Fino a qualche decennio fa prevaleva una concezione unitaria della geografia, unendosi allo studio dell’ambiente fisico che lo studio dell’ambiente organizzato dall’uomo. Nel momento in cui in Italia si inasprirono i contrasti tra geografi favorevoli e i contrari alla concezione unitaria, nel 1947 Ortolani iniziò ad impartire lezioni inerenti ai problemi della geografia umana nella facoltà di lettere, rilevando la necessità che nelle facoltà umanistiche, la geografia dovesse focalizzare i problemi riguardanti la presenza dell’uomo sulla terra in prospettiva storica.

Così nel tempo si andarono a differenziarsi le 2 geografie:

  • Geografia fisica: si occupa dello studio della struttura fisica dell’ambiente del nostro pianeta, quindi la morfologia e l’evoluzione della superficie terrestre utilizzando metodologie di analisi scientifica con l’aiuto di scienze biologiche e geologiche.
  • Geografia umana: studio autonomo in cui rientra un vasto ventaglio di teorie e pratiche conoscitive con il compito di analizzare l’organizzazione degli spazi terrestri e il rapporto tra società e ambiente.

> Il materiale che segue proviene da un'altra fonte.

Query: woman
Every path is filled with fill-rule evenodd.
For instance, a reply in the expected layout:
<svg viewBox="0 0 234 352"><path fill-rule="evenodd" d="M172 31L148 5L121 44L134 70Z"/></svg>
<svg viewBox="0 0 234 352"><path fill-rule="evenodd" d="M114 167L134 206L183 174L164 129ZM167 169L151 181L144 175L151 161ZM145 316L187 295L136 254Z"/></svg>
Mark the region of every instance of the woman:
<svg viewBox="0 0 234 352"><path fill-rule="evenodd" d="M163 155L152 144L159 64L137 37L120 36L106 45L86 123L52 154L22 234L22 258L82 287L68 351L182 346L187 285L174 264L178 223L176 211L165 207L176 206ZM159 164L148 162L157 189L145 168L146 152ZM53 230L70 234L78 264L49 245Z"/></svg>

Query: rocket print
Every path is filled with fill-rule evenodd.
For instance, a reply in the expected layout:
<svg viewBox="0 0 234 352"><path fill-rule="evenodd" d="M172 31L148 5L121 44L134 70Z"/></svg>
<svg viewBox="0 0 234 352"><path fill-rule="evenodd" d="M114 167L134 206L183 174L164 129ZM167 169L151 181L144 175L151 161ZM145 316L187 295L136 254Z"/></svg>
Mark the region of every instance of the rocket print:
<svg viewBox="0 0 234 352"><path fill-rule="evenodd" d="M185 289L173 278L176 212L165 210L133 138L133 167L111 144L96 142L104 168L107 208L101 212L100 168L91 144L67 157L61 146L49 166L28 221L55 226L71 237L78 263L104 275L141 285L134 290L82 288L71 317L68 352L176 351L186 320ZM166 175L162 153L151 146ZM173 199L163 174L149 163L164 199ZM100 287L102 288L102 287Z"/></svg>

Origini storiche della geografia umana

Storicamente si fa risalire la nascita della geografia umana nel ‘700 tra l’illuminismo e l’idealismo Kantiano. L’inizio dello sviluppo industriale nel ‘700/’800 alimenta l’interesse per le esplorazioni scientifiche delle vecchie e nuove terre. Si fa risalire la nascita della geografia umana quando le differenze tra i vari popoli si facevano sempre più evidenti. In quel tempo il lavoro dei geografi girava attorno a 2 punti importanti:

  • La differenziazione dello spazio sulla superficie terrestre
  • La relazione tra uomo e ambiente

Il primo problema si connette ad una linea tradizionale della geografia corografica. Il secondo problema sottintende un nuovo indirizzo geografico che decolla per motivi istituzionali e il tema della sua ricerca è la relazione tra gli esseri viventi e l’ambiente naturale.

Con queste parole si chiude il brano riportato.